Le dimanche arrive. Dédé est sur son trente et un. Il apporte un nouveau bouquet et une bouteille de vin. Il dit qu’il ne devrait pas, car il a du diabète, et le vin, ce n’est pas bon pour le sang, mais aujourd’hui, c’est un peu jour de fête, alors il peut se laisser aller… L’espace d’un instant, Huguette devient pensive… La maladie, ça la connaît ! Hubert et son cholestérol, le régime qu’il aurait dû suivre et les pilules à mélanger, elle s’en souvient, elle pense aussi aux rendez-vous chez le médecin, leur vieux médecin qui n'était jamais content des résultats des examens, ah ça, elle a dû s'en occuper, du cholestérol de son mari… Alors elle s’intéresse à Dédé et à son diabète, elle le questionne sur la maladie… Dédé, lui, est heureux. Cette fois il ose même prendre la main d’Huguette, il lui parle de sa vie de célibataire, lui demande si elle se sent seule, elle aussi... Elle lui dit que, bien sûr, la vie n'est plus la même depuis qu'Hubert est mort, et elle sanglote un peu. Pour la réconforter, il lui propose un "arrangement", mais rien de miraculeux, hein, il ne peut pas remplacer Hubert, ça c’est sûr… Simplement, il pourrait passer la voir de temps en temps, lui faire un peu la conversation, en tout bien tout honneur, bien sûr ! Huguette est embarrassée. Huguette se tâte. N’ose pas refuser. Alors elle accepte.

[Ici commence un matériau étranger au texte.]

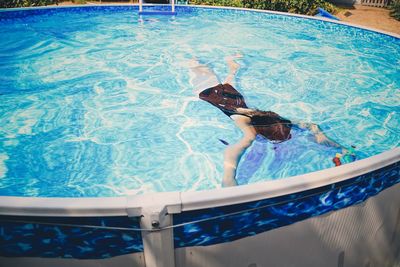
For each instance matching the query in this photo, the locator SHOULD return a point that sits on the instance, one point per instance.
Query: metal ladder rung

Les conséquences de sa faiblesse ne tardent pas à se faire sentir : le mardi suivant, Dédé est là, presque élégant, si ce n’était son costume élimé. Ses yeux pétillent derrière les lunettes à double foyer, et ses cheveux argentés luisent sous le soleil. Il a mis le paquet, le Dédé ! C’est qu’il compte bien ravir la belle… La belle, quant à elle, fait mine de se pâmer, se laisse courtiser, et, peu à peu, elle se laisse envahir, un jour elle consent même à se laisser embrasser… Et, après que Dédé lui a fait une cour assidue pendant plusieurs mois, Huguette s'incline : elle lui permet d'emménager chez elle. Dédé jubile, Dédé exulte.

 

Huguette a ressorti ses fiches de cuisine. Elle en a amassé un grand nombre du temps d'Hubert... Là, il va falloir les améliorer, elle le sait. Elle ne pourra pas se contenter de multiplier les doses de beurre par deux comme elle l’avait fait pour Hubert, ça prendrait bien trop de temps… Non, là, il faut un régime adapté à la situation : beaucoup de graisse, beaucoup de sucre, beaucoup de sel, quitte à passer pour une mauvaise cuisinière... Tant pis, si c’est le prix à payer pour avoir la paix.